While truck stops might not be super urban, you can often find them on the way out of town. Parking your campervan overnight wil notl raise any red flags, and you might be able to have a shower at the rest stop.

Where Not to Park

  1. In front of houses.

It is best to generally avoid residential areas, as most homeowners know what vehicles their neighbours drive. If you are going to camp in a residential area, avoid parking in front of a house to avoid suspension.

  1. Wealthy or sketchy neighbourhoods.

Wealthy neighbourhoods are more likely to call the police if a strange vehicle suddenly is on their street. You also do not want to stay in a sketchy part of town to be safe and avoid theft.

  1. Dark streets.

While it may seem like a good idea at first, parking in dark areas can be a safety hazard. Make sure you’re parking on well-lit streets in good parts of town.

  1. Private property.

Check for “no trespassing” and “private property” signs before setting up camp. Remember that even if there is no sign, it does not mean that you are allowed to park there. Do thorough research before stopping.

How to Look Like You Aren’t Stealth Camping

  1. Exit from the front.

So, you’ve followed all the steps to park in a safe, legal space out of suspicion, but you open your side door to show the world that this cargo-looking van is actually a campervan. Exit from the front doors when you are stealth camping so that no one has to know your secret.

  1. Don’t camp in the same place two nights in a row.

If you camp in the same spot, you are more likely to arouse suspicion. Ideally, only spend one night in the same location and no more than two nights if absolutely necessary.

  1. Arrive when other people are around.

Depending on where you are camping, it may be best to pull up when other vehicles are parked. Think about it, would you be suspicious of a car that pulls up during regular business hours? You probably wouldn’t even notice. But if you see a van pull up late when no one is around, you’re much more likely to be concerned.

  1. Leave early.

Don’t loiter on the street or parking lot. Think of it as only a place to sleep and then move on to a more stable location as soon as possible.

  1. Keep your van clean and professional looking.

Have you ever seen a professional vehicle covered in mud? Probably not. Keep your van meticulously clean and try to look somewhat professional as well in case you run into trouble.

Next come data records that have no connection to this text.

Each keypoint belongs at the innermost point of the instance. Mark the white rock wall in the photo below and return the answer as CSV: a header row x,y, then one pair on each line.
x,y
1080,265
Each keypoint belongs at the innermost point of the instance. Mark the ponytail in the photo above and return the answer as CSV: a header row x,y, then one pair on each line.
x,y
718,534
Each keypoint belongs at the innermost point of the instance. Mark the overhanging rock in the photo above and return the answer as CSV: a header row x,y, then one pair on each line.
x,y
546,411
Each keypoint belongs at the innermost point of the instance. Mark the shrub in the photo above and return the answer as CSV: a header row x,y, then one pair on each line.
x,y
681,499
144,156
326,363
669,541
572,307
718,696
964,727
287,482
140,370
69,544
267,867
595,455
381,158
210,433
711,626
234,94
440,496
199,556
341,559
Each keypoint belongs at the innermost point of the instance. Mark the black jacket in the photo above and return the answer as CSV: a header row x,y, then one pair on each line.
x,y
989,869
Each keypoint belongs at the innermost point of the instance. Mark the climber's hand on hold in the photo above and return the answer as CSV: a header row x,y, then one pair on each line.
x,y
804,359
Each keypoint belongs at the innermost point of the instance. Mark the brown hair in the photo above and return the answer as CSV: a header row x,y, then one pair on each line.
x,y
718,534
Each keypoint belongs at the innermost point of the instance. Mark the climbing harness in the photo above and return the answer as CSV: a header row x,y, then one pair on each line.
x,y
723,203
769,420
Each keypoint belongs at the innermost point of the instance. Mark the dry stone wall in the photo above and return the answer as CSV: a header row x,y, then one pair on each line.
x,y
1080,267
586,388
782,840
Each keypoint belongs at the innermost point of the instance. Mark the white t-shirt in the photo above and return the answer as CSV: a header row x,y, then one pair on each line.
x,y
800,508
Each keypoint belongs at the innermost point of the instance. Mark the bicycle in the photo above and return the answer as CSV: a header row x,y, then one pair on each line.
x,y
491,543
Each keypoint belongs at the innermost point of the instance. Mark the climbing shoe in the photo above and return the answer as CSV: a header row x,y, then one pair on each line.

  1. Add professional bumper stickers.

If you really want to play the part of a professional, purchase dog grooming or plumbing decals for your campervan to make it look like it is used for business. On the other hand, avoid all stickers or decals about anything else to avoid standing out.

  1. Don’t move around in the vehicle.

When you’re parked, avoid moving around in the vehicle so that the van isn’t shifting on the outside.

  1. Wait to do dishes.

Many sinks can leak out of the van. Make sure nothing you use in the van is leaking outside.

  1. Keep the lights dimmed.

You don’t want anyone to be able to see inside

  1. Limit noise.

Use headphones if possible and avoid loud conversations.

Safety Tips for Stealth Campervans

  1. Keep your keys nearby.

Sleep with your keys, or have them within arm’s reach, just in case you have to go in a hurry.

  1. Have an escape route.

Park in a way that makes it easy to leave. Leave space in between vehicles if you’re street parking. Back into a parking stall so that you can drive straight out. You want to be able to get up and go as easily as possible.

  1. Purchase locks.

Because urban stealth camping can attract thieves, you may want to purchase deadlocks for your campervan doors to make it just a little bit harder to get into.

  1. Install a security system.

You can also fit your campervan with a security system for an added layer of protection.

What to Do If Someone Knocks

Even if you follow the tips and tricks in this article, there will likely be a time during your stealth camping adventure that someone knocks on your van door. Before opening the door, make sure the person who is knocking is a police officer, security guard, park ranger, or someone with an official position. You do not want to be opening your door to thieves. 

If it is an official, follow all instructions and warnings. Move your vehicle if they ask, and do not return to that spot. Don’t get ticketed or towed!